Notes from “Designing for Behaviors in Healthcare”
BEHAVIOR – A specific action in response to a stimulus
CREATING Behaviors – Behaviors are a response to a unique Trigger, require a specific Ability, and are generally in response to a precise Motivation.
COMMUNITY – Essential to long-term success of a behavior. People adopt the behaviors of their peers.
The Fogg behavioral model: B=MxAxT
Behaviors are specific. “Quitting smoking” or “losing weight” is not a behavior. A behavior is “smoking every day after lunch” or “eating something sweet after dinner.”
Changing behaviors is hard and can be a lifetime struggle. People who have difficulty losing weight will spend a lifetime struggling to lose weight. Recidivism in smoking-cessation is dramatic and most smokers require 9-10 attempts before they will finally quit smoking.
There is a spectrum from a conscious behavioral change to a (sub)conscious habit to an (un)conscious reflex. Moving a desired behavior from one end of the scale to the other is a slow and continuous process.
Generating a positive emotional state immediately in response to a change in behavior is critical in making that behavior lasting. Positive emotional states can be as simple as expressions of positivity, or the receipt of unanticipated praise/recognition. Financial rewards and repetitive stimuli rarely have a lasting impact in behavior matainenance.
Identifying the (often unconscious) Triggers are key to altering a behavior. Triggers are often environmental, which is why changing the built environment in the home or the office (placing exercise equipment everywhere; banishing high-calorie snacks and replacing them with fruit & nuts) can have a dramatic effect on habit formation.
Generating a specific Activity in response to an undesired behavior is hard and a better attempt is to chose a very simple activity (a “tiny habit”) which can be completed quickly requiring little cognitive load. Generating praise for the completion of the tiny habit (even if it feels false) tricks the mind into rewarding itself for each subsequent iteration of the habit.
Cognitive load (self-dicipline) is like a muscle: it needs to be continually worked out to become strong and is easily exhausted.
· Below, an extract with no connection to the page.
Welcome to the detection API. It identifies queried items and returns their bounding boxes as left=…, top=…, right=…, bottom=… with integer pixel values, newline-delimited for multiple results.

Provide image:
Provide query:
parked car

Attempting to perform many cognitively demanding behaviors results in faulty behaviors as one’s will-power progressively declines.
Community and Social Network are essential to the success of long-term behavior modification. People mirror the behaviors of others, particularly those they perceive as being in their peer group. Many behavioral characteristics (loneliness in seniors, for example), can be alleviated by creating social groups focused around a pleasant activity that have as a byproduct the alleviation of undesired behavior (cooking circles, for example.) Finding peer groups that exhibit a desired behavior and associating with them is a major driver to adopting that behavior.